JO4 Wed 03-Oct-12 09:50:40

Let's not let this thread develop into bad things that happened to us as children.

crimson Wed 03-Oct-12 09:42:32

An uncle of mine wouldn't let me leave his house one day until I'd kissed him [I was very young at the time; they lived next door to us, his wife was my mum's sister]. I was so young the memory is very hazy but it's still one of the most vivid memories of my young life. I don't think I told my mum; if I had done so the fall out from it would have been something I wouldn't forget, but I know my mum never trusted the man, so perhaps I did say something at the time. We also had a primary school teacher who seemed very touchy feely; he was a very good teacher and those of us in his class were the ones who went on to grammar school, but, even then I wondered about him. When we're young we don't question things and, as Esther Ranzen said, when these things happen, have a tendency to blame ourselves. I even had a problem with a member of my family who I never confronted and, even though I told my husband on endless occasions he just laughed it off as if I was being silly. I was genuinely afraid of him, and I was in my forties at the time. Afraid to say anything to anyone else as I didn't want to cause upset in my husband's family. Felt it was just up to me to avoid situations where we would be alone together.
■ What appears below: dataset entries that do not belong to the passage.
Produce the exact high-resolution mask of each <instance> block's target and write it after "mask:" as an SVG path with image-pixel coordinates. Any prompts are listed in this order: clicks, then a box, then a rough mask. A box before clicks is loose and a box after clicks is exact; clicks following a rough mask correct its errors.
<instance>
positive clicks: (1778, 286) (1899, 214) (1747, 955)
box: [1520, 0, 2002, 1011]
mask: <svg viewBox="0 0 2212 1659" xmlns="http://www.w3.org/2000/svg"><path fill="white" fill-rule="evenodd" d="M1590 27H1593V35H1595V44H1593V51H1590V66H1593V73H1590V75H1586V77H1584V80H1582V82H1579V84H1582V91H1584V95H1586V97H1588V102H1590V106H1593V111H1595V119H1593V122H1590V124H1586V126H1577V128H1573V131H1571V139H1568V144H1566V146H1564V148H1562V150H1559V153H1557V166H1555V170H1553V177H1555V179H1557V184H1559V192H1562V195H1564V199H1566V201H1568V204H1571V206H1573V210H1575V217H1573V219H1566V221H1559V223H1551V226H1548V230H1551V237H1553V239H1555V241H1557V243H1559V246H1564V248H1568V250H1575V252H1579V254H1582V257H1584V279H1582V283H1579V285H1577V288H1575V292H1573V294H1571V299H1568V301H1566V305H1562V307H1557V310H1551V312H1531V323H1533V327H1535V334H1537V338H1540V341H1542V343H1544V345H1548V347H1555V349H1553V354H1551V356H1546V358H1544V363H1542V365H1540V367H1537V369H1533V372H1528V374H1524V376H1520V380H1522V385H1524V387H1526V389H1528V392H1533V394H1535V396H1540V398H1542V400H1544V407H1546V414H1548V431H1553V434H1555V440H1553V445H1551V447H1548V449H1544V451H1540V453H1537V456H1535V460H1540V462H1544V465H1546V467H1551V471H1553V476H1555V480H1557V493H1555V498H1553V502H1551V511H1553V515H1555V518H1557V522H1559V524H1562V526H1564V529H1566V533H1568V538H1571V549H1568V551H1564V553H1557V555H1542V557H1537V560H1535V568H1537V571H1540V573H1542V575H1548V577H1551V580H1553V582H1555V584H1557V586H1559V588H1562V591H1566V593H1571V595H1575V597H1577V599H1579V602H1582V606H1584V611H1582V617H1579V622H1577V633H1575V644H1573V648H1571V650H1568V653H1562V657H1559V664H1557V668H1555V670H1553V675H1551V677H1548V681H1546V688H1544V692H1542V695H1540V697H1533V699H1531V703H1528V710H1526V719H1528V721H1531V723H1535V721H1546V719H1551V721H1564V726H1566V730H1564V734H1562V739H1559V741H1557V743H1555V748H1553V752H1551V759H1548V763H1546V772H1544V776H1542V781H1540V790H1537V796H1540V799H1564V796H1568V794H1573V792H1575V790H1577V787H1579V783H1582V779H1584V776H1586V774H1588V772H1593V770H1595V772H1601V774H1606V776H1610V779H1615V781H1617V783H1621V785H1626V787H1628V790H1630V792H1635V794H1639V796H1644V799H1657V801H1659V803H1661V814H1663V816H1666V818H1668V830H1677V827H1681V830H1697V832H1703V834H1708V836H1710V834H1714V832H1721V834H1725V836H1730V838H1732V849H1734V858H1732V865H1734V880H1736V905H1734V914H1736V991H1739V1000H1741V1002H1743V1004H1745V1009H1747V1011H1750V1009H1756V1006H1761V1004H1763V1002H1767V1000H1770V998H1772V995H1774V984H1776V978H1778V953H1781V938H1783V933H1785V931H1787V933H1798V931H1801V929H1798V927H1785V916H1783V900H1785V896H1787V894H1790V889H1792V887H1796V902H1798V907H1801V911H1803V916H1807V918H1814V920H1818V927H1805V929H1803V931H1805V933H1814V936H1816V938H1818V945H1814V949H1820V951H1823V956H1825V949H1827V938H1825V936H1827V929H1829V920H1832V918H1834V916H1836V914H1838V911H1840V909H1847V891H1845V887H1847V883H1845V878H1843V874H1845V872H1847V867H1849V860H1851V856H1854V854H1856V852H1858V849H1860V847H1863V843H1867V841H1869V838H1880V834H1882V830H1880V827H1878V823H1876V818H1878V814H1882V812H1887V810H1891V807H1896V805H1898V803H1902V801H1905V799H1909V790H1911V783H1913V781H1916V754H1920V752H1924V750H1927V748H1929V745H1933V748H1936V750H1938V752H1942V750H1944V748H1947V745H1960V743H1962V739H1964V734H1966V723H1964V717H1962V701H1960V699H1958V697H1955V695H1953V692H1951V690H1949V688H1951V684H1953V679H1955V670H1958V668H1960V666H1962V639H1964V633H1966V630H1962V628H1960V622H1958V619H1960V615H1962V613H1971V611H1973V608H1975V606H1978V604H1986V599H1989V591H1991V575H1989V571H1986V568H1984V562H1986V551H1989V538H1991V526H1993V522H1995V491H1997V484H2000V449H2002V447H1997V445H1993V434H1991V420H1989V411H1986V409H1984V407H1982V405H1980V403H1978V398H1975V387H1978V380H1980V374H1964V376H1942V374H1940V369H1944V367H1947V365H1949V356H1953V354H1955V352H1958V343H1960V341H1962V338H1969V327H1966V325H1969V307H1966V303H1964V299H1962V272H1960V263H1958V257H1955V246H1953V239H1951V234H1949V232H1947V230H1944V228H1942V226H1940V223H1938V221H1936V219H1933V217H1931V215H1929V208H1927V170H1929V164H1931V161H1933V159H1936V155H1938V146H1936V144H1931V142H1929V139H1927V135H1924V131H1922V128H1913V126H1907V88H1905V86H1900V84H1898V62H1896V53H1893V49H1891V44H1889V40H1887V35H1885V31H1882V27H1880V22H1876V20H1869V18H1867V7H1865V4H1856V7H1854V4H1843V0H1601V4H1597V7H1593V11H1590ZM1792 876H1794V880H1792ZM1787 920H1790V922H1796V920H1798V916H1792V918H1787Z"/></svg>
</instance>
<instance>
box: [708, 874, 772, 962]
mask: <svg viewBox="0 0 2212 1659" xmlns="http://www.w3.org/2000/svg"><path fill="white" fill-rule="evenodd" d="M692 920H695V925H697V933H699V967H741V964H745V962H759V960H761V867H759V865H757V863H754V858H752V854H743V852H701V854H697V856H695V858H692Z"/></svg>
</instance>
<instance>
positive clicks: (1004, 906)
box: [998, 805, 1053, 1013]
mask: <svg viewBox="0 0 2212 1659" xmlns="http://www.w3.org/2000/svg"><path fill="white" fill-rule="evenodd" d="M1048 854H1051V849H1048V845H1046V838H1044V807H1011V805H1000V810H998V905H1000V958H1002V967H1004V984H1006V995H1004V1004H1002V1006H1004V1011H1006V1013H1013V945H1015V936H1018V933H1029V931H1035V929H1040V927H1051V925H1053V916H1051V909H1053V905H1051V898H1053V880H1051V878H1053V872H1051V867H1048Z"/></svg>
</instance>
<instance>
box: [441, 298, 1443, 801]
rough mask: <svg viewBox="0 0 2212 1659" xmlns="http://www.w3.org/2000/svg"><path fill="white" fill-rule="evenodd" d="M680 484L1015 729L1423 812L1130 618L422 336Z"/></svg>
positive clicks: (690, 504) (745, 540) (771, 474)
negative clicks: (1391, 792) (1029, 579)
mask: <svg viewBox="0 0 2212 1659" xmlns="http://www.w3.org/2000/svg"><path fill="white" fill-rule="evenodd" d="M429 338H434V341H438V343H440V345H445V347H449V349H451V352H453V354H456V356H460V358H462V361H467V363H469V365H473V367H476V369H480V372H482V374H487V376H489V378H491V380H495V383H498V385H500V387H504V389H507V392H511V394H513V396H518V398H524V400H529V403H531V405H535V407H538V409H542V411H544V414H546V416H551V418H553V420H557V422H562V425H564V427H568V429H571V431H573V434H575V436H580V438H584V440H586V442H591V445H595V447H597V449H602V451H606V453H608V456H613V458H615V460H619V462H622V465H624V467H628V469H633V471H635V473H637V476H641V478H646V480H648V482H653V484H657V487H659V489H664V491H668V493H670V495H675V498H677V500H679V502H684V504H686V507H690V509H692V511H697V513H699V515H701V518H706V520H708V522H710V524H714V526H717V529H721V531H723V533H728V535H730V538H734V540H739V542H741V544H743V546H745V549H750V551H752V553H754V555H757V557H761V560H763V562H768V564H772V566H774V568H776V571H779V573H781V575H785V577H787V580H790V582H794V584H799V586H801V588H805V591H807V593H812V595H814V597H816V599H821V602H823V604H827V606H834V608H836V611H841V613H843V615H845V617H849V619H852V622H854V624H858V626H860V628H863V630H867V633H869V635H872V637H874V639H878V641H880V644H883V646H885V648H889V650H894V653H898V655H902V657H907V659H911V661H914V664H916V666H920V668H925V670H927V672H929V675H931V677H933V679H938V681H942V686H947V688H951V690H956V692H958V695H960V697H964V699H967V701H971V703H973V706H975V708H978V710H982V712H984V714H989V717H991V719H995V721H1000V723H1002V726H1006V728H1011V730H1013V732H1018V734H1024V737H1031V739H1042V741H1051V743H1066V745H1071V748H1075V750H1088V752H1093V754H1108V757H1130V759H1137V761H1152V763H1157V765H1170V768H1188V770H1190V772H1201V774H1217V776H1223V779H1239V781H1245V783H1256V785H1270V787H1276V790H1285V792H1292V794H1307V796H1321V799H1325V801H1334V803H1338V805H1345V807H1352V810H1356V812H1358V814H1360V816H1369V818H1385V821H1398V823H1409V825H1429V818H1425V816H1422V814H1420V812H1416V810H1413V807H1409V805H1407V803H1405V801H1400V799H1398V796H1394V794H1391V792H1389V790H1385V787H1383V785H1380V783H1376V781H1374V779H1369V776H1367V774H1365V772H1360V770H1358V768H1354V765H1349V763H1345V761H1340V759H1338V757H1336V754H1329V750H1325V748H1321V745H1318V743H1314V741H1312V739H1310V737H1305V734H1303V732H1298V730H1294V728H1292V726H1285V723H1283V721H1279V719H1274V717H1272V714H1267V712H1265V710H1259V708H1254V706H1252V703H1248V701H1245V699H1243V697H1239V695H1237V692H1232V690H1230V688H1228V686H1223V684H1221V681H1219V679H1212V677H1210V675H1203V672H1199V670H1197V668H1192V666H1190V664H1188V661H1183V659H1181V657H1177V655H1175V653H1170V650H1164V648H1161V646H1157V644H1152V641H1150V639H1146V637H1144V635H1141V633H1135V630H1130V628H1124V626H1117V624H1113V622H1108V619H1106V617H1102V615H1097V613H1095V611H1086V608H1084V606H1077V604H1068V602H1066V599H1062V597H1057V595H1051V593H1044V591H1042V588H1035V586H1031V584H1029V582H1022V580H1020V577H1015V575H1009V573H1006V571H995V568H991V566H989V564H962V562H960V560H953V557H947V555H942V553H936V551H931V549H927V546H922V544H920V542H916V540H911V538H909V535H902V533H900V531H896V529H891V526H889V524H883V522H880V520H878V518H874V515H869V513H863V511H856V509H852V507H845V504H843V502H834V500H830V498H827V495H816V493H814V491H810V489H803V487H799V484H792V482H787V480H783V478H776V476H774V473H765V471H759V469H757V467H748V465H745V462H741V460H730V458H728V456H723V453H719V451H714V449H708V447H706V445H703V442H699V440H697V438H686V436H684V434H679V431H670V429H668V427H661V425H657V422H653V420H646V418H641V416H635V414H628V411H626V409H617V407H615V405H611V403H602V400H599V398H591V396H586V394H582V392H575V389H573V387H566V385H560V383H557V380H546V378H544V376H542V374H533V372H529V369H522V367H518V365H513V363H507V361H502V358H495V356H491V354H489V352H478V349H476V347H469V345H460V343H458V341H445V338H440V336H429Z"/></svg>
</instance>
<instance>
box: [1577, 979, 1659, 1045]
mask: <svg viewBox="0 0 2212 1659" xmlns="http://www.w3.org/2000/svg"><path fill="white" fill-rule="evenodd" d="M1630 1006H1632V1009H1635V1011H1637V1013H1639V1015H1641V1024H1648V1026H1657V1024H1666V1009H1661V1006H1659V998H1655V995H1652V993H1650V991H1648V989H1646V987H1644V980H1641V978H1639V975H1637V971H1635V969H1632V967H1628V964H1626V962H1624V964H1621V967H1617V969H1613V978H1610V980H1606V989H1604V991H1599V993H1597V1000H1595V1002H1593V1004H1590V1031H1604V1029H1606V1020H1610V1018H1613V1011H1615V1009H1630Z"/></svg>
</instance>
MiceElf Wed 03-Oct-12 09:36:14

That's why we need an Edit button.

No, it wasn't, just the iPad - or poor typing. But grannyknot tells such a true tale. There wasn't the ability years ago or the words for young vulnerable victims to deal with abusive behaviour. Heaven knows it's hard enough now, but thirty or forty years ago it was very, very hard indeed, and those in authority or with power were invariably listened to over 'a silly young girl'.

Grannyknot Wed 03-Oct-12 09:28:23

nfk you are right that standards have changed. When I was about 19 working in an office in the mid 1970s, the middle aged boss would have me sitting opposite him at his desk checking computer printouts, a painfully slow task and catch my legs underneath in a 'scissors grip'. I never said anything because he was my boss, but would wriggle my legs out of the way or tuck them in backwards under my chair. Then others in the office starting teasing about the way he always singled me out to help him with work. Soon he arrived at work with his grey hair dyed jet black and groovy outfits. So the teasing increased. What did I do? I giggled with the other colleagues about it, not having a clue as to how to deal with it. It all came to a head when he sent me to the back of the warehouse to look for a file in the archives, followed me in there and tried to kiss me. I ducked out of it and bolted. This prompted me at last to report it to the senior boss, a most excruciating experience for me. The end of this story was that I was moved to another department. The fact that I can recall it all so clearly 45 years later, makes me realise what an effect it had on me.

Anne58 Wed 03-Oct-12 09:21:17

I wonder if that was a somewhat Freudian slip!